Here, PC1 is a Dell Dimension XPS d333 machine, and the device I am using is TurtleBeach montego (vintage gaming sound card).

Doing so, results in a bee swarm sound (not 50 Hz mains hum, but a tone with a fundamental around 160 Hz), with or without the shield connected.

What I have tried or thought of:

  • Record "What you hear" on PC 1. This would add to much latency. I need Windows 98 to host the card, and thus, I do not have access to a low-latency API. Also, even if the synthesizer worked on ALSA, streaming data back through TCP would also add too much latency (MIDI commands uses a custom UDP based protocol with fixed sized packets).

  • Use the soundfont from PC 1 in a soundfont player. It should work, but the file is in a proprietary format that needs to be reverse engineered.

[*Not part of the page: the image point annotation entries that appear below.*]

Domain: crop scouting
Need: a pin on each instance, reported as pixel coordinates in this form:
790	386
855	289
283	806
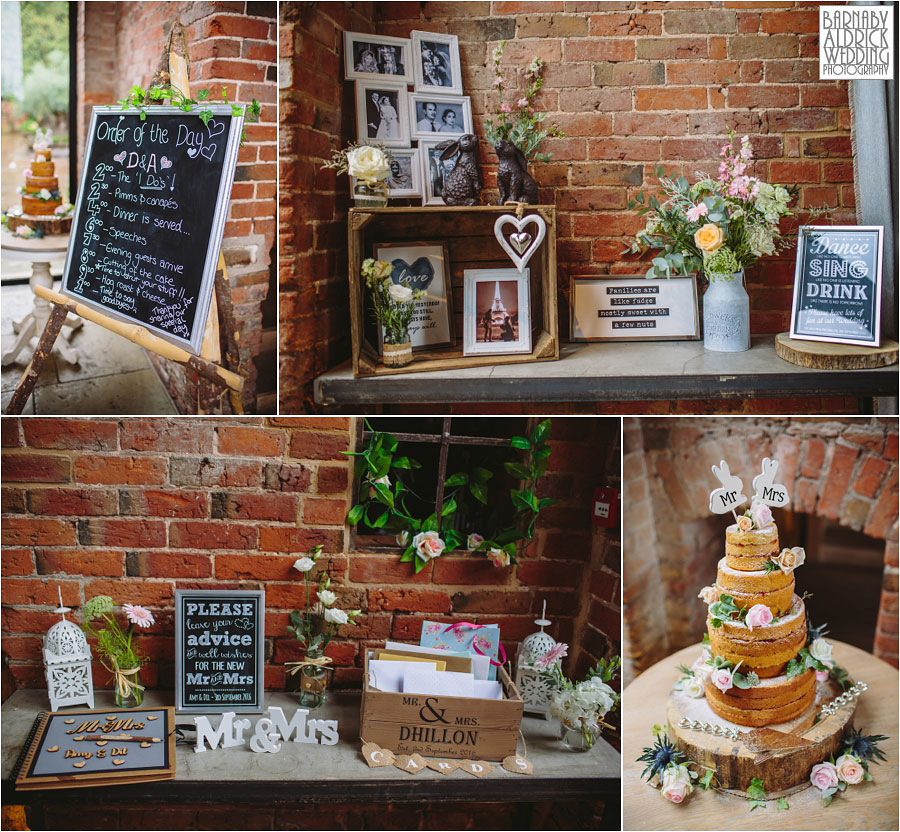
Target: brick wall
232	44
137	508
632	84
843	470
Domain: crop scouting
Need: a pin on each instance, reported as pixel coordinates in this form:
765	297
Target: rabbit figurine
766	489
513	179
462	185
729	496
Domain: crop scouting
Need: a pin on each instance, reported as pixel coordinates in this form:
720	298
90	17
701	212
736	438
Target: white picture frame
492	327
390	58
410	169
446	47
449	115
384	123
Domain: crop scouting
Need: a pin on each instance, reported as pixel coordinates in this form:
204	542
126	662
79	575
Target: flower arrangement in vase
718	227
116	646
370	165
314	628
393	305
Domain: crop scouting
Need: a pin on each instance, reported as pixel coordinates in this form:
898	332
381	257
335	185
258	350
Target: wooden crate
469	236
442	726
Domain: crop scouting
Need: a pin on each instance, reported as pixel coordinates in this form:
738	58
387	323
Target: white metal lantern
533	686
67	663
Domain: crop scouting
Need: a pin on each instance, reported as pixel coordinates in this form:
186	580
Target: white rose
333	616
692	686
368	164
400	293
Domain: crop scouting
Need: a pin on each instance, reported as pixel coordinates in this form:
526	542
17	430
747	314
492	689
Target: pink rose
428	545
824	776
723	679
850	769
759	615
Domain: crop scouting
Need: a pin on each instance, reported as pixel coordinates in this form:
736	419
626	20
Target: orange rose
709	237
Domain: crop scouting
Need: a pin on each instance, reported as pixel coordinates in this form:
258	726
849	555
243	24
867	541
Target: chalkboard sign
149	217
219	639
837	284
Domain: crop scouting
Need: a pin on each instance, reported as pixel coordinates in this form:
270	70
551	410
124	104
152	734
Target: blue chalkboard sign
149	217
837	284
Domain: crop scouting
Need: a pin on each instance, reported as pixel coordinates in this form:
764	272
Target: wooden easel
174	70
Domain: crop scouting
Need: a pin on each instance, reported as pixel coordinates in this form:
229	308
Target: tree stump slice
736	765
822	355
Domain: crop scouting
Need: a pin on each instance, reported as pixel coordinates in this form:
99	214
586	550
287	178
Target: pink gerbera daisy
138	615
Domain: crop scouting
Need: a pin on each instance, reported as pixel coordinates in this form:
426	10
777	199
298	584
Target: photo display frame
837	284
435	58
634	308
219	650
382	112
424	266
497	315
367	57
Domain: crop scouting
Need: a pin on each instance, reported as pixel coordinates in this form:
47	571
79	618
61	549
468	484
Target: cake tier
43	168
788	700
748	551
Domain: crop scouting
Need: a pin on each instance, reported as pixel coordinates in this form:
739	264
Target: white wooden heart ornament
524	244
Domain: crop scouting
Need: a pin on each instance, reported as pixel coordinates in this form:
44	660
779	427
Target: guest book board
149	217
73	749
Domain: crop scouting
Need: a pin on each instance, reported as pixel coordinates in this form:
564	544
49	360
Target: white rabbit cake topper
767	491
729	496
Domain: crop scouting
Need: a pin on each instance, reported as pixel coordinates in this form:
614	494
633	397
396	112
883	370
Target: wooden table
866	806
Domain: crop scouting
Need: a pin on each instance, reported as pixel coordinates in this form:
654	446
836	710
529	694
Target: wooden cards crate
467	234
442	726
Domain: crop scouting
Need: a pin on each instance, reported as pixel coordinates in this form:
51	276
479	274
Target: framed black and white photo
424	266
219	650
633	308
439	115
435	60
837	284
434	169
366	56
497	317
381	113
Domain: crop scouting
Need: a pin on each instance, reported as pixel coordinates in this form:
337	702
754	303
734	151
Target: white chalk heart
522	241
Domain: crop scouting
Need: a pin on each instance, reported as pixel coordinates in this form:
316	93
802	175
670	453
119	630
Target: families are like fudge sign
219	647
149	217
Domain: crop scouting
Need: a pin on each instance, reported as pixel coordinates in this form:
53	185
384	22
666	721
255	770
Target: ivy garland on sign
383	497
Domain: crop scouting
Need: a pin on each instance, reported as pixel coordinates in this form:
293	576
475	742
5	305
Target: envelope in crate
477	639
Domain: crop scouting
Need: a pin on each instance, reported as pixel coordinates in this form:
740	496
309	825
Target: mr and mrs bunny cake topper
730	495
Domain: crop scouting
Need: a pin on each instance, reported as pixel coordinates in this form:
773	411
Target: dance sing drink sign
837	285
219	647
149	217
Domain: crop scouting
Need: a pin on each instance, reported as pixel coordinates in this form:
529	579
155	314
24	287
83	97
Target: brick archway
844	470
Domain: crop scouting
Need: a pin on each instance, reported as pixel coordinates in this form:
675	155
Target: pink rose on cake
824	776
759	615
850	769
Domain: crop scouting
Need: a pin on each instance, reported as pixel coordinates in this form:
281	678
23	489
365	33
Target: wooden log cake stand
646	701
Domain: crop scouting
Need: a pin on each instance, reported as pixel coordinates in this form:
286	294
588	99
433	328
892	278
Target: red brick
38	531
80	561
73	501
71	434
29	467
120	470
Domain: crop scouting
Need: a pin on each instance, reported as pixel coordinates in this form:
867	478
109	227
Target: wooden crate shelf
469	236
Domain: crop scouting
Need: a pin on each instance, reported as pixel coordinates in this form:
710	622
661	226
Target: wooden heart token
376	756
444	766
410	764
517	765
477	767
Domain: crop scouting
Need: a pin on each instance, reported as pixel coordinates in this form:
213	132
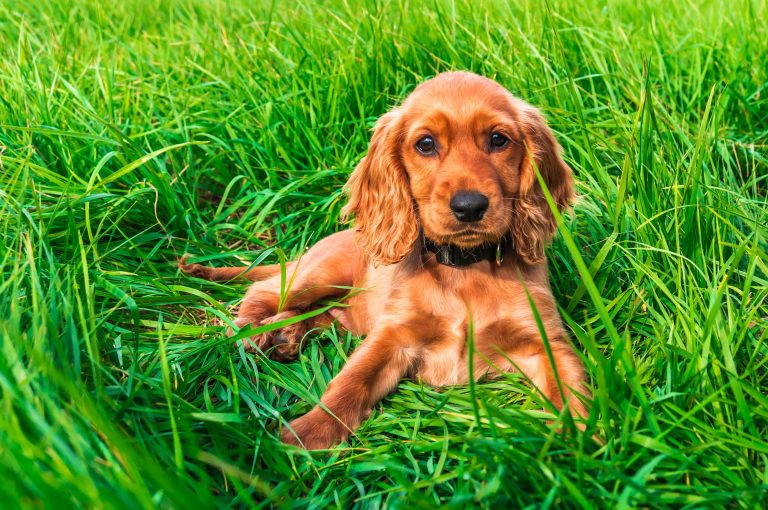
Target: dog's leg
326	270
535	363
372	371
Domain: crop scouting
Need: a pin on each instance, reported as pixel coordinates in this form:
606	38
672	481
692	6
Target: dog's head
457	159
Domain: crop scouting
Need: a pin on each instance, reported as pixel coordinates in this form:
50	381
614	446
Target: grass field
132	132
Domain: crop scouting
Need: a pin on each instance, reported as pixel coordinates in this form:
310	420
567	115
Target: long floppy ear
380	196
533	223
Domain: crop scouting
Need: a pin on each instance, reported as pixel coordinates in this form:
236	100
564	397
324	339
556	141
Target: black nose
469	205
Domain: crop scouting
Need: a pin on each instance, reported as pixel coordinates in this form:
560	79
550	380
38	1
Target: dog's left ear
533	223
380	196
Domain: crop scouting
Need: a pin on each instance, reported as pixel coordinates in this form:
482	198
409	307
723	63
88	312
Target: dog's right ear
380	196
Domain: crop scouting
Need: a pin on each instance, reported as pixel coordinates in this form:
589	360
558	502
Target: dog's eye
426	145
498	140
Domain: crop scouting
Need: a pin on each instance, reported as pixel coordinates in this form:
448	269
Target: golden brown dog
451	226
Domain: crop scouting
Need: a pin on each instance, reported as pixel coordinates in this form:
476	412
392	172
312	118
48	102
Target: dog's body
449	242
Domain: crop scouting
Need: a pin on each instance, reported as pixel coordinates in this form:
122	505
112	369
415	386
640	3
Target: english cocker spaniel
450	228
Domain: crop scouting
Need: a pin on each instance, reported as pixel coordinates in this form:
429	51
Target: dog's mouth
469	237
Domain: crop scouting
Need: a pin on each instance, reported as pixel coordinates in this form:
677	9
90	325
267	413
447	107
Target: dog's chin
466	238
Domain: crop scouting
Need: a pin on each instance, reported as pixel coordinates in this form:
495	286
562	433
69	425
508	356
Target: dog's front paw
285	341
316	430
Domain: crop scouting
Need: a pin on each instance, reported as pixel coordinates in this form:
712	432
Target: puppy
450	229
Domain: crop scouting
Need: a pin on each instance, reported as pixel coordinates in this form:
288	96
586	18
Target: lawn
132	132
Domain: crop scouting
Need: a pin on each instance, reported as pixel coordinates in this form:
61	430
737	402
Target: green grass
134	131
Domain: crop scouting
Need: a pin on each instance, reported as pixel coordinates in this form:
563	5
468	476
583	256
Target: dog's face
462	149
458	160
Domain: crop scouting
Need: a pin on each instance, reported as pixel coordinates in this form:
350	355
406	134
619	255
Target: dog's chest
460	321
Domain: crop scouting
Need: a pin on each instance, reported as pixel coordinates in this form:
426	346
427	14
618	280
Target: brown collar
453	256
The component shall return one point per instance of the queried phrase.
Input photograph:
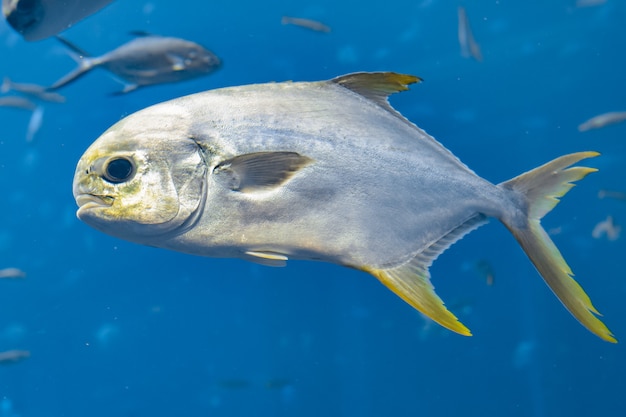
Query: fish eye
(118, 170)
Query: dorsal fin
(377, 86)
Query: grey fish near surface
(36, 91)
(313, 25)
(17, 102)
(603, 120)
(146, 60)
(469, 46)
(324, 171)
(40, 19)
(12, 273)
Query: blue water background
(118, 329)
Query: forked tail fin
(542, 187)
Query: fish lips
(89, 203)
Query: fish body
(469, 46)
(146, 60)
(40, 19)
(12, 273)
(323, 171)
(313, 25)
(32, 90)
(602, 120)
(17, 102)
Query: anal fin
(266, 258)
(411, 281)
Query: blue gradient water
(117, 329)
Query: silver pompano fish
(40, 19)
(323, 171)
(146, 60)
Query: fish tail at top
(540, 190)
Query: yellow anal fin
(412, 284)
(411, 281)
(266, 258)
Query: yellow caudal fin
(541, 189)
(411, 281)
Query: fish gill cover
(93, 325)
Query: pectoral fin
(259, 171)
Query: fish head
(144, 178)
(23, 15)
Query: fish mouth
(90, 201)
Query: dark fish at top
(40, 19)
(324, 171)
(146, 60)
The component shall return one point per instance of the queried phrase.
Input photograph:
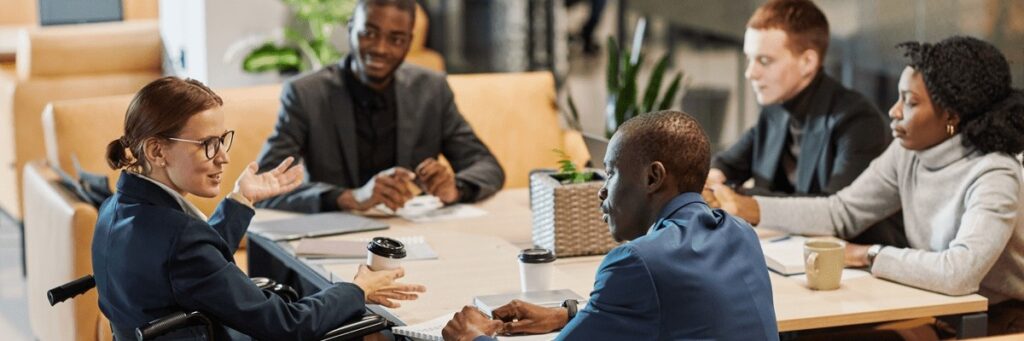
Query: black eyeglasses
(212, 145)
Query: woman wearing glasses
(154, 253)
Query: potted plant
(309, 49)
(566, 210)
(623, 101)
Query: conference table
(477, 256)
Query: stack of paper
(784, 255)
(549, 298)
(431, 331)
(312, 225)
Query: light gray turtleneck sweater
(962, 211)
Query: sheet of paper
(427, 209)
(431, 330)
(848, 273)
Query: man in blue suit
(687, 271)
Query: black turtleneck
(799, 109)
(376, 130)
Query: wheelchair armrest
(282, 290)
(356, 328)
(173, 322)
(71, 289)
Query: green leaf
(670, 94)
(576, 115)
(611, 78)
(271, 57)
(654, 85)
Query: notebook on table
(784, 255)
(417, 248)
(431, 331)
(548, 298)
(313, 225)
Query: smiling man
(370, 128)
(686, 272)
(813, 136)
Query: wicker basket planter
(567, 217)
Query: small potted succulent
(566, 210)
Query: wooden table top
(477, 256)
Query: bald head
(675, 139)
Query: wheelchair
(351, 330)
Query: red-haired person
(813, 136)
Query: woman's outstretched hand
(281, 179)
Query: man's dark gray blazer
(316, 125)
(843, 133)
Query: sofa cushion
(515, 116)
(96, 48)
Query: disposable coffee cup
(823, 261)
(536, 266)
(384, 254)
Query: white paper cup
(384, 254)
(536, 266)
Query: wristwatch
(872, 251)
(570, 305)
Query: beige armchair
(57, 249)
(516, 117)
(502, 108)
(61, 62)
(418, 52)
(83, 127)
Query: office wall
(199, 34)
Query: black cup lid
(386, 247)
(537, 255)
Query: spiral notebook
(431, 331)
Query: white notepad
(431, 331)
(784, 255)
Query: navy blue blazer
(697, 274)
(151, 258)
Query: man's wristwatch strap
(570, 305)
(872, 252)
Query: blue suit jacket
(151, 259)
(697, 274)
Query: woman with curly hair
(958, 126)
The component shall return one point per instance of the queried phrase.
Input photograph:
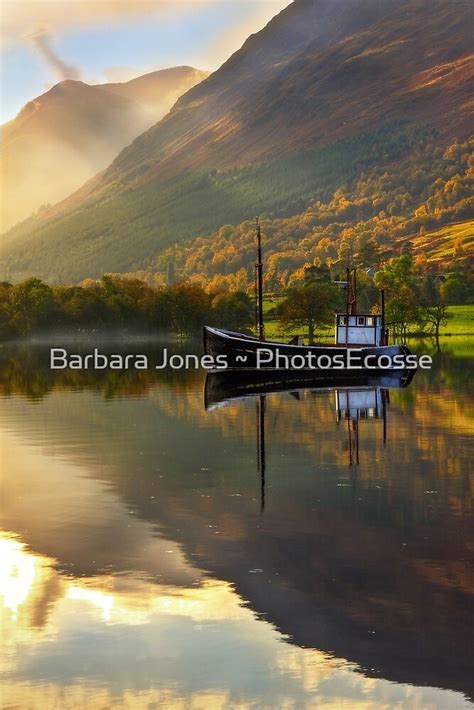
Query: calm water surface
(156, 552)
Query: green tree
(233, 310)
(310, 306)
(399, 281)
(455, 290)
(433, 305)
(32, 305)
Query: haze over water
(155, 553)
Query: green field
(460, 323)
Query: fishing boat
(360, 340)
(224, 386)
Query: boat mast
(259, 275)
(261, 453)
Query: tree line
(115, 303)
(416, 300)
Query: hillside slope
(328, 89)
(64, 137)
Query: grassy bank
(460, 323)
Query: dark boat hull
(236, 384)
(240, 352)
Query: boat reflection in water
(358, 398)
(139, 569)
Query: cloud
(42, 40)
(21, 17)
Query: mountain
(64, 137)
(327, 91)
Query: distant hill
(64, 137)
(328, 92)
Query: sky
(44, 41)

  • Separating the two grounds solves the problem, but introduces other strange artefacts like unexpected voltage on chassis.

  • From the schematics, you can see that there is no true ground, since the setup is in a room without grounded sockets. I temporarily (and probably illegally) tried to power the system from from a socket in another room with ground, to see if that would help. Doing so did not help, so paying an electrician for adding grounded sockets to the room would not give any payback.

  • Another solution could be an audio transformer. I tried that, but the problem remains + it adds 50 Hz mains hum to the signal.

  • Use some RF modulation and a pair of antenna. This requires a good choice of modulation frequency, or some kind of isolation box (for 2.4 GHz, a cavity surrounded by water would do the trick.

  • Add a linebox. The USB audio device can drive 48 V phantom, if required by the linebox. Maybe http://artproaudio.com/isolators/product/cleanbox_pro/, however, the manual says that I need properly grounded mains power, which I do not have.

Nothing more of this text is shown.